Maggy called him back multiple times, but he didn’t answer.
He had other things to take care of.
Sweating more than ever on his way home, he thought of all the possible interactions that took place just under his nose, without him gleaning the true essence behind them.
Even though he was a member of the group, he still wasn’t privy to the useful secrets.
Or was he?
This time around, the affair itself was to his detriment, that’s why it wasn’t revealed to him in obviously understandable language.
But there were many times where he had access to knowledge that others in the group didn’t.
Like the time when they stole Alijah’s money and pretended like they didn’t know a thing. Perpy was in on that joke, so he tried to remember how he behaved and how others did too.
Funny enough, it was just like that day.
Alijah was asking, not knowing a thing, while others feigned ignorance at the same time as they shared plausibly deniable information on who had the money at the time.
Because they had access to the information, understanding the coded language was easy.
It was a type of communication that had true stakes to gamble, and Perpy studied it for six months obsessively.
Some people called it powertalk, but he just called it realtalk, because it was really the only valid mode of communication.
Using it wasn’t easy, as it had many requirements.
- The person needed to have real stakes, and to protect them at all costs, only alluding to their existence convincingly.

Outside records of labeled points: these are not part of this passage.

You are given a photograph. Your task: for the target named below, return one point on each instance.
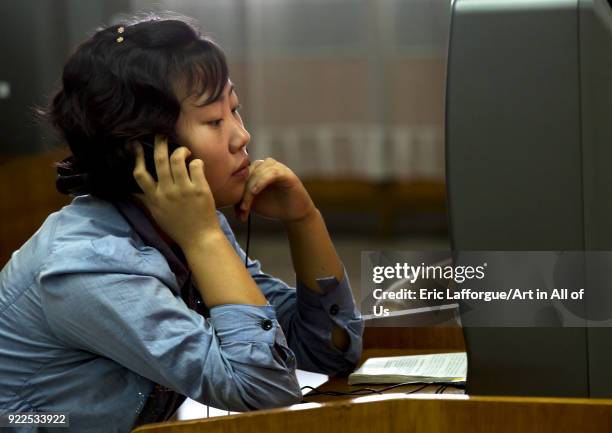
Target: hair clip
(120, 30)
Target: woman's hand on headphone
(274, 191)
(180, 201)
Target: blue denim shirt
(91, 318)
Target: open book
(439, 367)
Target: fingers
(262, 174)
(179, 166)
(142, 177)
(196, 173)
(160, 154)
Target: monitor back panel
(514, 172)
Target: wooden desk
(398, 412)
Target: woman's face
(215, 134)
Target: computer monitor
(529, 157)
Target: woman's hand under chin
(274, 191)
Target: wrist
(310, 216)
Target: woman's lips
(242, 174)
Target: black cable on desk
(370, 391)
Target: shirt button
(267, 324)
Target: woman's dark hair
(121, 85)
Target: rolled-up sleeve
(308, 317)
(237, 359)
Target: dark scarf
(163, 402)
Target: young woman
(136, 294)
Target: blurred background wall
(348, 93)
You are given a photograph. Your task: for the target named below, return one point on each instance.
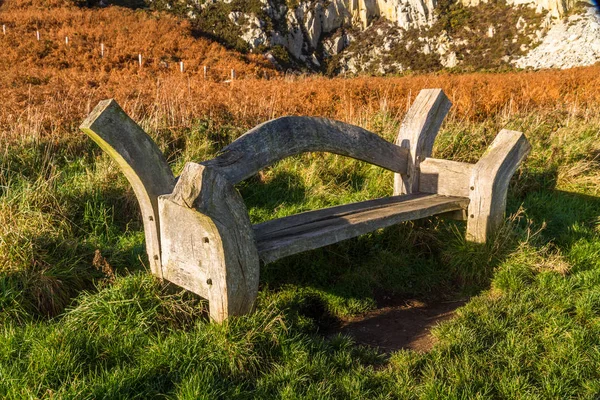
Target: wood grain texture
(417, 134)
(140, 160)
(489, 179)
(314, 229)
(445, 177)
(283, 137)
(207, 233)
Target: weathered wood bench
(198, 232)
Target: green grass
(531, 329)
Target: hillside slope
(375, 36)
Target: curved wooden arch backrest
(287, 136)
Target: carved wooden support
(141, 161)
(417, 134)
(283, 137)
(208, 243)
(198, 232)
(489, 183)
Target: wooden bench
(197, 228)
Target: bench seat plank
(313, 229)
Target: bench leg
(417, 133)
(489, 183)
(140, 160)
(208, 242)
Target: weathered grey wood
(283, 137)
(208, 241)
(417, 134)
(140, 160)
(489, 183)
(444, 177)
(314, 229)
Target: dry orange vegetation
(48, 87)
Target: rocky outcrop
(570, 43)
(556, 8)
(390, 36)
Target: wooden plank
(140, 160)
(445, 177)
(314, 229)
(417, 134)
(283, 137)
(209, 242)
(489, 180)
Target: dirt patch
(405, 326)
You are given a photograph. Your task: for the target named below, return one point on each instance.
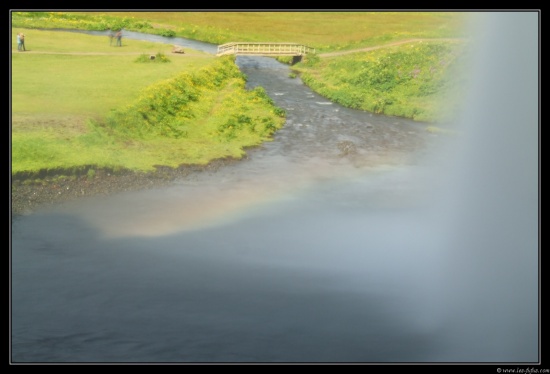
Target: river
(342, 240)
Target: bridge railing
(264, 49)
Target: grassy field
(71, 91)
(325, 31)
(74, 100)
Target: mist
(297, 254)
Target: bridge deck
(264, 49)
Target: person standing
(119, 38)
(111, 37)
(22, 39)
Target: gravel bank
(28, 195)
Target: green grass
(325, 31)
(423, 80)
(81, 104)
(74, 110)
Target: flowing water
(332, 243)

- The stakes, information/Knowledge/Connections/Resources needed to be valuable enough that if they fell on the wrong hands, someone or more could get hurt real bad
- The user must be able to back his claims. If he’s bluffing, then the others might call his posturing and he’ll be revealed to be a fraud and lose mighty status.
- Have an agenda in mind, something you want that you’re willing to give your stakes away for.

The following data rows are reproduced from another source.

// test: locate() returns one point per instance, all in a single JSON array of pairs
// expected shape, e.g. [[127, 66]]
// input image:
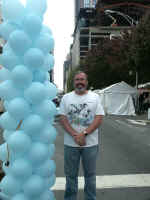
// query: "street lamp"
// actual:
[[130, 20]]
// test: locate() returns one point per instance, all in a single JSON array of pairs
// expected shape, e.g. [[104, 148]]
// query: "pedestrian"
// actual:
[[81, 115]]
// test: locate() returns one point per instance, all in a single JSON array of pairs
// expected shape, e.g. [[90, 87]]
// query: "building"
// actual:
[[83, 4], [106, 19]]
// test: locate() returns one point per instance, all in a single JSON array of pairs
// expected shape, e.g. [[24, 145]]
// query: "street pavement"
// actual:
[[123, 166]]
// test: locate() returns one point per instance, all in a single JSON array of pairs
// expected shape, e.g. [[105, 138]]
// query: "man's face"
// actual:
[[80, 82]]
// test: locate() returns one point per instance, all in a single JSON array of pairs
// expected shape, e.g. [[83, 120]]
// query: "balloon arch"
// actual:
[[27, 93]]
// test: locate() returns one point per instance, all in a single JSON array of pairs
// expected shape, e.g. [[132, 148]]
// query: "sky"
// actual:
[[60, 18]]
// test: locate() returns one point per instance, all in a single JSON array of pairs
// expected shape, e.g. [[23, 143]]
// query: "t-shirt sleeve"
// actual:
[[63, 107], [99, 107]]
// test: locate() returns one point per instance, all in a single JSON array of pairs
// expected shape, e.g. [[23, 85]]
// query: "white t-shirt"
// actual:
[[80, 111]]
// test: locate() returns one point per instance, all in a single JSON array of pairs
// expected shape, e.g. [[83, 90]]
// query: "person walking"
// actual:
[[81, 115]]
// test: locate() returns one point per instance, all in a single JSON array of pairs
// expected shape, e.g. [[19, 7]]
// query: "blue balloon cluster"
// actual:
[[27, 93]]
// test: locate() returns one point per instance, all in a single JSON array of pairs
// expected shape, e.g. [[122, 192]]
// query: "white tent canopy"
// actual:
[[117, 99]]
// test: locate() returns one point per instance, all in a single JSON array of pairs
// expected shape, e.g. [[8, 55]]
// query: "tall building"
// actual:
[[83, 4]]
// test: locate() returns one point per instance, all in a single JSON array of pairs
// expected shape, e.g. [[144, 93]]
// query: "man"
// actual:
[[81, 115]]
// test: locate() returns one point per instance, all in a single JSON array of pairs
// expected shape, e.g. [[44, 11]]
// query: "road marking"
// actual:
[[110, 181], [139, 122]]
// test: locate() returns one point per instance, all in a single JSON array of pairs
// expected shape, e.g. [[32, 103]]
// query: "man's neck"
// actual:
[[81, 92]]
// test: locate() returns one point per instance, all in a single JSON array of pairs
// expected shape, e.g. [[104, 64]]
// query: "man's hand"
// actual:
[[80, 139]]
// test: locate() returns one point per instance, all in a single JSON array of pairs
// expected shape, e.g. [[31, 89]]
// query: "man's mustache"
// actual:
[[80, 84]]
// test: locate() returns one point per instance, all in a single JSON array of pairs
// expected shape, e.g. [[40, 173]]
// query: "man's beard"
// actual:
[[80, 89]]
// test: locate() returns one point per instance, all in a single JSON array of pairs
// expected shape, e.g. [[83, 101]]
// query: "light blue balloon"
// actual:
[[21, 169], [19, 142], [51, 89], [7, 134], [19, 42], [46, 169], [36, 93], [38, 7], [32, 24], [38, 153], [6, 29], [34, 58], [22, 76], [20, 196], [5, 104], [10, 186], [51, 150], [3, 152], [45, 42], [12, 10], [9, 60], [5, 74], [6, 169], [48, 135], [7, 122], [46, 29], [48, 62], [47, 77], [8, 91], [49, 195], [34, 186], [46, 109], [39, 76], [33, 124], [18, 108]]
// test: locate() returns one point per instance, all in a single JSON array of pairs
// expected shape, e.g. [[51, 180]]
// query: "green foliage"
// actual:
[[119, 59]]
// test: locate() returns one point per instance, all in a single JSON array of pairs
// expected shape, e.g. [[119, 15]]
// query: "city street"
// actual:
[[123, 167]]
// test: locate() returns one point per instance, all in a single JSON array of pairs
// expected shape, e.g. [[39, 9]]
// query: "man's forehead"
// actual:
[[80, 75]]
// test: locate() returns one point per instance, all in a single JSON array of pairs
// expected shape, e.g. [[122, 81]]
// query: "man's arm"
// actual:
[[66, 125], [95, 124]]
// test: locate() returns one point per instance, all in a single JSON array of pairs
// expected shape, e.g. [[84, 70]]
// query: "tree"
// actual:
[[140, 49]]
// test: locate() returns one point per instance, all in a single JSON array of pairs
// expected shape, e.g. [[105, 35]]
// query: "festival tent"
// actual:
[[117, 99]]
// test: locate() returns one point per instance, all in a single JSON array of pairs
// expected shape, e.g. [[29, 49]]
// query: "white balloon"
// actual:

- The exchange of stakes happened in this same coded language, lest they fell to the wrong hands.
- Plausible deniability must be maintained at all times.
There were many other subtle rules, but these were the most important ones.

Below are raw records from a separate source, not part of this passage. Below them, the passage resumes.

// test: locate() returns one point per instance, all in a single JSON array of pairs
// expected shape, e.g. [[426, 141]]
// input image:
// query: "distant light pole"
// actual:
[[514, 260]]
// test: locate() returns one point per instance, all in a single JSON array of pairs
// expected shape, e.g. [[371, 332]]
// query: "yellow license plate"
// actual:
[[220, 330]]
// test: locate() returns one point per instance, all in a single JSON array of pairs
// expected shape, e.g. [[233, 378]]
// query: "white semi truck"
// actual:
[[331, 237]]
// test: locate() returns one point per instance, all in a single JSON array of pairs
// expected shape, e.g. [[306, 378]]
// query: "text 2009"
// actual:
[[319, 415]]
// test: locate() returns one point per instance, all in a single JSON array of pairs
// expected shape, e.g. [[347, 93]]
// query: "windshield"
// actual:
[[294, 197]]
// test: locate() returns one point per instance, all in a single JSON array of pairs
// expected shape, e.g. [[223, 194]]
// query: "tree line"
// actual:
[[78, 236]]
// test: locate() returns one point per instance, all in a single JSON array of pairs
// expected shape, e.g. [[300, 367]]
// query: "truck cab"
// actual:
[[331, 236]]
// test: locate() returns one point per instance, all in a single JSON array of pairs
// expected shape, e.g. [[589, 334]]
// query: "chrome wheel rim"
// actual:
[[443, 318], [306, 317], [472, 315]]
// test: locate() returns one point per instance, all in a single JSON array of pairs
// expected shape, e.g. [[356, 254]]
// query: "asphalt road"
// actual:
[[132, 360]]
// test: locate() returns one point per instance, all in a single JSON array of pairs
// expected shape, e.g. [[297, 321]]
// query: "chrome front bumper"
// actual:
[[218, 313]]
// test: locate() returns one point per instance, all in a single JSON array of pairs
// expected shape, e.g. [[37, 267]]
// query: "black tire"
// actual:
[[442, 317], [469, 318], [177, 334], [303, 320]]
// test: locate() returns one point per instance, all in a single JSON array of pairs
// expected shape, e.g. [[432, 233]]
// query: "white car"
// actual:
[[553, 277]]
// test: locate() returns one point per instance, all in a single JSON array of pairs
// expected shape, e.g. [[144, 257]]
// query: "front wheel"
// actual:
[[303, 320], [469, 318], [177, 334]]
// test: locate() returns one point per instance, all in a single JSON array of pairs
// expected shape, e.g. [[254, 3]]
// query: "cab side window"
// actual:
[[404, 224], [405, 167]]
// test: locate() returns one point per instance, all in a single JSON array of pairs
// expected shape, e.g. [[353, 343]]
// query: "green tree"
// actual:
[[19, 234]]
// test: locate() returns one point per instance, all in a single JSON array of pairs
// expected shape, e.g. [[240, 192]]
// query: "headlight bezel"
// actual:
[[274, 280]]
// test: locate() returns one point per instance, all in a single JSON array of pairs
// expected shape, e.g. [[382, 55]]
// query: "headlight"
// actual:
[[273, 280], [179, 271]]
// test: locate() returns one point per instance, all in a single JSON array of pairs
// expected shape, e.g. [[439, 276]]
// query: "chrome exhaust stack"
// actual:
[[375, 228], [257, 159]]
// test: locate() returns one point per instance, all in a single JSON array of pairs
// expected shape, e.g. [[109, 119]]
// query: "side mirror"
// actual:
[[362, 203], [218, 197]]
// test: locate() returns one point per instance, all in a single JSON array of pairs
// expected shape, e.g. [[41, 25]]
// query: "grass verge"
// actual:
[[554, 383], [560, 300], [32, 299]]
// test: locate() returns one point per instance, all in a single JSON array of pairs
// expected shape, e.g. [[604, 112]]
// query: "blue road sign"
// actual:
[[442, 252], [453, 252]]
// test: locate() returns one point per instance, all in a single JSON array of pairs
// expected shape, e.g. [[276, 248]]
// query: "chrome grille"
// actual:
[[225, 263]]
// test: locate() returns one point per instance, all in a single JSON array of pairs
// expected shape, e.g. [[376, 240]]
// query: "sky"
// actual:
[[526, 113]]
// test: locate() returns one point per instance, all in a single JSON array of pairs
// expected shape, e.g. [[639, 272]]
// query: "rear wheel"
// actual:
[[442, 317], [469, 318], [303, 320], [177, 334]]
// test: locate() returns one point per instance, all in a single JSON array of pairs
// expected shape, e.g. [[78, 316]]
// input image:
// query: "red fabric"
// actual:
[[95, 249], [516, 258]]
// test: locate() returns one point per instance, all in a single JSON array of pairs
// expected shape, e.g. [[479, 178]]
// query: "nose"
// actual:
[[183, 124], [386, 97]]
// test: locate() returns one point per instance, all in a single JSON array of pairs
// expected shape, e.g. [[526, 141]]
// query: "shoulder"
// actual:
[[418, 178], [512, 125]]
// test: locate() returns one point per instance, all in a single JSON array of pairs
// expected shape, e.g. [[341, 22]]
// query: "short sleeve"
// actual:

He realised it. The true purpose behind communication was never material things, or emotions. It was exchanging value effectively.
There was no greater divine. There was no good or bad.
There was only the self, and what interested it.
Perpy yearned for god to save him from this wretched world, but he didn’t get a response.
He’s fallen down so hard.
He was now a fully-fledged power player, someone to be called a sociopath.. He discarded his morals, and nothing was beneath him anymore.
He formed cliques of his own, experimented with human behavior, took value from others, and even dominated interactions he had no right to even be part of.
And the worse he fell, the better he got at hiding his tracks.
He claimed the credit for the good things, while letting the others take the blame if things went south.
The clueless liked to blame themselves when shit hit the fan because they believed the world to be just, while the losers blamed one another because they believed that the world was a mirror for their emotions.
Perpy continued to get better and better, amassing blackmail material, connections, and networking oppotunities with other power players who were always glad to find someone who’s not a loser or a clueless.
It took him the shock of seeing his girl getting railed by another guy to ascend, so it wasn’t easy at all.
And the emptier he got on the inside, the more the losers and the clueless ones idolized him.
This was the start of Perpy’s Apotheosis Path.